Chords that bind Eliot's dour weaver's tale

2nd December 1994 at 00:00
George Eliot's plain, dour novel, Silas Marner, may not immediately spring to mind as a subject for an opera. But composer Howard Goodall is an enthusiast for its theme of a dark night of the human soul redeemed by innocence and love.

He re-read the book two years ago when searching for a subject for a community opera, commissioned for the Salisbury Festival. The story of the lonely, embittered weaver, driven out of his church and community on a false accusation of stealing money, and rejected by the woman he loved, struck personal chords for Goodall.

"It was a very sad time in my own life," he explains. "My wife had just left me and I could empathise with the bitter despair of Marner.

"But I also came to realise how much my work with young people, and happy relationships with the children of my family and friends, pulled me through this personal crisis, just as Marner's adoption and care of the little orphan girl Eppie was to be his redemption."

Professionally the subject appealed to him also, as ideal for a folk opera in which a large chorus of local people could take part. "A theme running through all my work is that of the individual and the community, for which the soloist and chorus are a musical metaphor," he says.

In Silas Marner the chorus has a very important role to play. The chorus members do not just comment on the action. As the villagers of Raveloe, they are essential participants in the story. Goodall, who was himself a chorister, at New College, Oxford, and who works with several choirs, enjoys writing music for the human voice. In Silas Marner the orchestra has been kept to a minimum (keyboards and six strings) with the chorus doing much of the orchestral work: "It's an opera for voices," the composer says.

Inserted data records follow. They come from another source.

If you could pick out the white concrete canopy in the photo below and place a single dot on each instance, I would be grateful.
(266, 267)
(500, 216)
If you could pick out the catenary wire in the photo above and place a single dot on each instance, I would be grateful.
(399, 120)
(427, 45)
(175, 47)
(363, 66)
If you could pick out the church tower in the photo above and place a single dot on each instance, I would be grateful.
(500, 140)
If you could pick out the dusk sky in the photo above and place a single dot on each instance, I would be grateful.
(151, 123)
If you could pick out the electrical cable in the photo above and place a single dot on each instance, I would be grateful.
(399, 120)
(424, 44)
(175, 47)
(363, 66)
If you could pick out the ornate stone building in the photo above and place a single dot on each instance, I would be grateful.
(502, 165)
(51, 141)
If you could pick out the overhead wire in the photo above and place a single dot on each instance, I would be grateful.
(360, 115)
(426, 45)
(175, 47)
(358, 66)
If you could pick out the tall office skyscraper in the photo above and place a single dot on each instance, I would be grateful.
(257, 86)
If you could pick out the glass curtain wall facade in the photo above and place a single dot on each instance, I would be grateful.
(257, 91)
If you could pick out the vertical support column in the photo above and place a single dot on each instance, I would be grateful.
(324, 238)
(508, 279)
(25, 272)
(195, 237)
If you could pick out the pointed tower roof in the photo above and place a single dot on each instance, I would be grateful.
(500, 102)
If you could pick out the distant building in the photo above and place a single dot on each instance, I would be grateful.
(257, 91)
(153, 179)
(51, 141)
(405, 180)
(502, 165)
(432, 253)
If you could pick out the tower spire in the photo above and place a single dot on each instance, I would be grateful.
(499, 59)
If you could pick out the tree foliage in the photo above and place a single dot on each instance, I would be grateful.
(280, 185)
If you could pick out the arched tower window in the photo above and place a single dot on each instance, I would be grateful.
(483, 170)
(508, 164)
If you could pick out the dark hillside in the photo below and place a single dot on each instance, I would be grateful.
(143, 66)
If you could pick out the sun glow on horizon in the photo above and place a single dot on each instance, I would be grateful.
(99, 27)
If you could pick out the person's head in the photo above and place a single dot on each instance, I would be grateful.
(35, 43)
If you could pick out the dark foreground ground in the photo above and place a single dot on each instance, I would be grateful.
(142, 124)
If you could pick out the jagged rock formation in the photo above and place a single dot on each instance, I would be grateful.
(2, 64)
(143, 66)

These voices will come from the 85 people from all over the West Midlands region who auditioned to take part in the production and the chance to work with professional soloists alongside the CBTO's artistic director, Graham Vick, and musical director, Simon Halsey.

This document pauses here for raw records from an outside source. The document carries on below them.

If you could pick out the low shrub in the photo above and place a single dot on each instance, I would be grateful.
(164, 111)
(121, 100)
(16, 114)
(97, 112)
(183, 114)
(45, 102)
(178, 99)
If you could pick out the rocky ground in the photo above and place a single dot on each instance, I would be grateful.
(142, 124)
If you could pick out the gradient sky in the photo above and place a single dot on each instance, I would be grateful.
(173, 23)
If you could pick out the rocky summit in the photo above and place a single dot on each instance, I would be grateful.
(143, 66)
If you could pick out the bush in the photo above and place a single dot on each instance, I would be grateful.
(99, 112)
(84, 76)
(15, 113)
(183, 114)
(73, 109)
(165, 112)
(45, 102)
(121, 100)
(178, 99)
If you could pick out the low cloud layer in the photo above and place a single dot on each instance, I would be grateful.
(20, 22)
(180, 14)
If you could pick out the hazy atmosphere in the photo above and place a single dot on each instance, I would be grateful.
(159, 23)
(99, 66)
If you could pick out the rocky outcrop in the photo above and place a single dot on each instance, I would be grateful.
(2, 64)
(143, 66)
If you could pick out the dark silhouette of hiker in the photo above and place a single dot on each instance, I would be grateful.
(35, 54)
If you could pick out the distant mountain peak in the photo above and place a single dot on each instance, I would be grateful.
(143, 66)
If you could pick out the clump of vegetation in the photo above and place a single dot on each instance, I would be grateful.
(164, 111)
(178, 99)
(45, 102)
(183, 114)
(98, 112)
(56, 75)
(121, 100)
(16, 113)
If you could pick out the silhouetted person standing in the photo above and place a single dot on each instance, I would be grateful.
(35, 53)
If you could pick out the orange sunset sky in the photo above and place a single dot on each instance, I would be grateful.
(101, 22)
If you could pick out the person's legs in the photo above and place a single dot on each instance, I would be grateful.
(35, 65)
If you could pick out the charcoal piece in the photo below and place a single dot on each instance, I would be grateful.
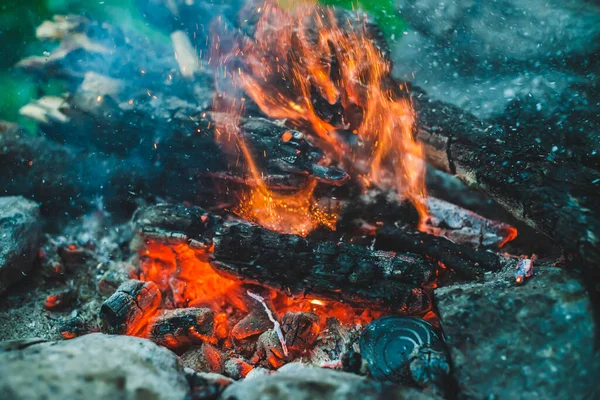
(405, 350)
(551, 192)
(468, 263)
(73, 327)
(204, 358)
(464, 226)
(297, 266)
(300, 330)
(110, 281)
(20, 235)
(61, 299)
(206, 386)
(352, 274)
(127, 311)
(236, 368)
(183, 326)
(252, 324)
(269, 351)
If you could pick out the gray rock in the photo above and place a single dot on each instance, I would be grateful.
(529, 341)
(308, 383)
(20, 235)
(94, 366)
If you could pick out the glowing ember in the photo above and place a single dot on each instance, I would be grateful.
(298, 213)
(186, 280)
(304, 57)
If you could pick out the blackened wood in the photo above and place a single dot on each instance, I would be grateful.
(183, 326)
(300, 330)
(353, 274)
(467, 262)
(127, 311)
(556, 196)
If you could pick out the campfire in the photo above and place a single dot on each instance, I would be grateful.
(268, 194)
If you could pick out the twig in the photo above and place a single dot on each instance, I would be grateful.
(276, 324)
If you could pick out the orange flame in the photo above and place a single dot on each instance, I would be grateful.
(304, 56)
(186, 279)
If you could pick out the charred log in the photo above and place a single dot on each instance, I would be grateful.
(556, 196)
(336, 271)
(297, 266)
(127, 311)
(183, 326)
(467, 262)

Of the volunteers, 40 are young people under 16, including a strong contingent from Young Voices, a new Saturday choir in the city run by the peripatetic music service. Students from the performing arts course at Joseph Chamberlain Sixth Form College have also turned up in some force. But Halsey says: "We have people of all ages - nine and 10-year-olds to pensioners, and from all backgrounds. Everyone is doing it because they love singing."

Very singable Goodall's score proves to be, from the snatches heard in rehearsal. The "singability" of Goodall's work was a major reason for Simon Halsey, artistic director of Salisbury Festival, commissioning a folkcommunity piece from him: "You go to Howard for tunes. He's brilliant at writing lovely tuneful melodies but he backs it up with very sophisticated orchestration. His scores have the interesting harmonies of opera and the tunefulness of a musical."

Goodall is at home in both media, with musicals (The Hired Man, Girlfriends, and Days of Hope) to his credit and an earlier opera, Der Glockener von Notre Dame, for Zurich Opera Factory, which toured Switzerland in the 1980s.

Problems with funding at Salisbury Festival last year prevented his new work being fully staged so the CBTO performances are its first dramatic production. But Goodall admits that Salisbury gave him an opportunity to make a critical assessment of the work and he has made significant changes as a result. He has cut out the spoken dialogue, incorporating it into the songs, and tightened up the narrative so that the plot is more successful dramatically.

He has also expanded the roles of the two young characters, Eppie and Aaron, whose innocent, loving qualities embody much of what Goodall wants this opera to express. They also reflect Goodall's own feelings about young people. "They have this wonderful capacity for enthusiasm and involvement," he says. "My experience of working with them tells me that they don't - as teachers often complain - have a short attention span or lack concentration. It's simply that they want to get involved: not to be told, but to participate."

Silas Marner will be mounted in Birmingham only, at the Mayfair Suite in the Bull Ring, from December 13 to 17 inclusive. Running time two hours. Box office 021-236 2392. To arrange disabled access telephone 021-212 4215.